Armoo would package the articles into social media posts with a hook like “10 quotes to…” and this would drive people from the post to his site.

“The way that we made money was by two things: one was programmatic advertising so just banner ads, but I would also then sell sponsored slots to tax firms, law firms, and accountancy firms so they could get a direct ROI [return on investment.]”

Armoo said your first business doesn’t need to be “a billion dollar idea.” Instead “your first business should just get you on the first money ladder.”

He echoed the advice of the late investment guru Charlie Munger who said that making the first $100,000 is the hardest but you gotta do it.”

Armoo agreed saying: “If you optimize for that first £100,000 you slog, and you go crazy for it, life just becomes easier, because then you know a bit of the playbook… now, at the very least, you have a financial cushion to make choices which are not as risky.”

“You build wealth by selling the business”

Armoo considers himself an early pioneer in the burgeoning creator economy industry because he co-founded the influencer marketing firm Fanbytes in 2017 with Ambrose Cooke and Mitchell Fasanya.

Fanbytes’ goal was to connect brands with influencers to create advertising campaigns — a popular marketing strategy at the time as companies transitioned from traditional advertising to using influencers on social media to sell products.

Their strategy worked as Fanbytes amassed a notable roster of clients from Nike, Samsung, Amazon and ITV, Armoo said.

One 2016 study by TapInfluence found that social media influencer marketing was 11 times more effective than banner ads on a website, which is why brands were flocking to influencers, according to CNBC reporting.

“I saw the rise of influencer marketing in the U.S.,” Armoo said and he decided to replicate the idea in the U.K.

You don’t always need to invent something new as an entrepreneur, instead you can “service existing demand,” Armoo advised.  

The company was “raising dribs and drabs,” across different stages before ultimately raising £2 million in funding.

“First ever bit of investment was like 15 grand, then 40 grand, and then 120 grand, and then 300 grand, and then 600 grand,” Armoo said.

His work with Fanbytes landed him on the Forbes 30 Under 30 list in 2021, and soon after in October that year, offers started rolling in from people wanting to purchase Fanbytes.

He then appointed a bank to coordinate deals for the company which went on to find six companies interested in acquiring Fanbytes.

Armoo, who was 27-years-old at the time, and his co-founders sold Fanbytes to Brainlabs, a global digital marketing agency, in an eight-figure deal in May 2022, which made them all multi-millionaires.

“The aim was always to build something that could be sold,” Armoo said. “I spoke to this guy once when I was pretty early on in my journey, and he said that you can make money while running a business, but you build wealth by selling the business.”

Armoo always knew that he didn’t want to run Fanbytes for the rest of his life.

“Fanbytes could have been selling shoelaces to frogs and I still would have been passionate if I thought this is a business we are building and it has the end goal of being something that can achieve financial security,” he said.

‘I never saw myself as a Black entrepreneur’

Black founders often struggle to raise capital.
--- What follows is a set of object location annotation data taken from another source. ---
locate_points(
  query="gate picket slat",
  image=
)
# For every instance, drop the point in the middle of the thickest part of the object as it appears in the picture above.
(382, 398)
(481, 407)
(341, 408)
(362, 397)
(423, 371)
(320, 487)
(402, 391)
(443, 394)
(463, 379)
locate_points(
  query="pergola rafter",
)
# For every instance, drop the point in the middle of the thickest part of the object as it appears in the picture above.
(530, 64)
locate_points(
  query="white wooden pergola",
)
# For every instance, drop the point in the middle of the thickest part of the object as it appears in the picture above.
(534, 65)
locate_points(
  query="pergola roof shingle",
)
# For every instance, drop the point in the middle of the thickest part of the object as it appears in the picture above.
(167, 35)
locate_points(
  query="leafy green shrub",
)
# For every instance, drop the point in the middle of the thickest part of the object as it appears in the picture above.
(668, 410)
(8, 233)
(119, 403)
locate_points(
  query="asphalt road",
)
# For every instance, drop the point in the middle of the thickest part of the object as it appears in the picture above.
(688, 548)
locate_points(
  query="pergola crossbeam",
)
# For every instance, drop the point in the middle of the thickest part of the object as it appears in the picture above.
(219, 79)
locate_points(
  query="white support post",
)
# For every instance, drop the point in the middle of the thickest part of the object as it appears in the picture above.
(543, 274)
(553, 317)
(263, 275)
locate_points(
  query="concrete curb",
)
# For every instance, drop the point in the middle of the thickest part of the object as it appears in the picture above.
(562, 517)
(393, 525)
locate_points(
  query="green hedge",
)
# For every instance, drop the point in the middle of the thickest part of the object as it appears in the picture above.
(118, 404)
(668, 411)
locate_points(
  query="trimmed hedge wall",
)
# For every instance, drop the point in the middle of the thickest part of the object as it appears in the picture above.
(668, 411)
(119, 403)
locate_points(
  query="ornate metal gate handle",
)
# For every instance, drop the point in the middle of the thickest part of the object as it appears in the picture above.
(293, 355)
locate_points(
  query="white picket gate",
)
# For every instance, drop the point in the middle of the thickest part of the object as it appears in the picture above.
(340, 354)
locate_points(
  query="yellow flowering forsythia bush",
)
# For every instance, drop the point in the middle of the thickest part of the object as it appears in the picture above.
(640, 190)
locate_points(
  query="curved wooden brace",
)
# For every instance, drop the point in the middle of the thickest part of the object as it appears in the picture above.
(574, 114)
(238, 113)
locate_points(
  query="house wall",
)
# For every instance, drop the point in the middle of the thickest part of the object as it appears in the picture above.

In fact, Black-founded startups in the U.S. only raised 0.48% of all venture dollars allocated in 2023, per Crunchbase data previously reported by CNBC.

This follows a decline in funding being given to Black-owned businesses since 2020, after the murder of George Floyd and the social justice movement that followed his death.

Meanwhile, 87% of non-white founders said they faced more barriers to fundraising compared with 79% of white founders, according to Atomico’s State of European Tech Report 2023.

Armoo says it was all about perspective and believed that being Black didn’t hold him back.

“Everyone remembered the bearded Black guy in a room full of white people. Everyone remembers that and so for me, it increases how memorable you are,” he said about his experience of going to events to meet investors.

He explained that you can either walk into a room and feel insecure because there aren’t that many people that look like you, or you can believe that that factor will help you standout.

“I never saw myself as a Black entrepreneur. I always just saw myself as an entrepreneur,” he said.

“I think maybe I’m too logical for my own good. I was like ‘investors want to make money. This business is going to make them money. I’m going to show them how it makes them money.’ That’s it. I didn’t really think they cared if it was coming from the mouth of a white guy or a Black guy.”

Now, as a 29-year-old millionaire, Armoo is confident that this world view has “served him well.”